Charness and Daniela (2014)
|Charness and Daniela (2014)|
|Title:||Creativity and Financial Incentives|
|Author(s):||Charness, G., Grieco, D.|
|Citation:||Charness, G., & Grieco, D. (2014). Creativity and Financial Incentives.|
|Link(s):||Definitive , Open Access|
|Key Related Studies:|
|About the Data|
|Data Description:||There were 14 pen-and-paper sessions, with atotal of 236 participants. The subjects were undergraduate students, 57.2% female and 42.8% male.|
|Data Type:||Primary data|
|Secondary Data Sources:|
|Data Collection Methods:|
|Data Analysis Methods:|
|Cross Country Study?:||No|
|Government or policy study?:||No|
|Time Period(s) of Collection:||
Creativity is a complex and multi-dimensional phenomenon with tremendous economic importance. Yet, despite this importance, there is very little work on the topic in the economics literature. In this paper, we consider the effect of incentives on creativity. We present a first series of experiments on individual creativity where subjects face creativity tasks where, in one case, ex-ante goals and constraints are imposed on their answers, and in the other case no restrictions apply. The effects of financial incentives in stimulating creativity in both types of tasks is then tested, together with the impact of personal features like risk and ambiguity aversion. Our findings show that, in general, financial incentives affect “closed” (constrained) creativity, but do not facilitate “open” (unconstrained) creativity. However, in the latter case incentives do play a role for ambiguity-averse agents, who tend to be significantly less creative and seem to need extrinsic motivation to exert effort in a task whose odds of success they don’t know. The second set of experiments aims at exploring group creativity in contexts where the “corporate culture” is either cooperative or individualistic. Our results show that, in the case of closed tasks, financial incentives and collectivist attitudes foster creativity, but only with cooperative corporate culture.
Main Results of the Study
- Financial incentives only increased creative output when; individuals where motivated by financial incentive to do closed creative tasks (tasks with a known goal or end) and in a group setting where the group had a common goal (this treatment group mimicked the collective corporate culture).- In other circumstances like in open creativity tasks (no knows creative target/goal) and when no team incentive were produced for groups the monetary incentives did not increase creative output.- Also found that men where more likely to take risks than women and wagered more money under know risk (coinflip), however under ambiguous risk (the exact probabilities of were unknown to the test subjects) men and women bet similar amounts to what the women bet under known risk which would suggest men are more averse to ambiguous risk than women.

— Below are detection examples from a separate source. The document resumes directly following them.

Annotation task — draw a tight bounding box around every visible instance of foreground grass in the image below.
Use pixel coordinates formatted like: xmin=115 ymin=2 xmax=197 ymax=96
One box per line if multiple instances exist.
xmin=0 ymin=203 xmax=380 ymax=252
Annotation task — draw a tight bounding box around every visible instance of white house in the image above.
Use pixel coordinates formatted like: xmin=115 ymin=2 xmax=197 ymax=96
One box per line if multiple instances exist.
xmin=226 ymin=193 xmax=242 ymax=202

Policy Implications as Stated By Author
- Stronger copyright laws do not necessarily increase creative output suggested by the ambiguous results from historical data to increases and decreases in the stregnth of copyright laws.- The results showed that programs to induce a more collective corporate atmosphere could be worthwhile, since individuals performed better with financial incentives when there was a collective corporate culture.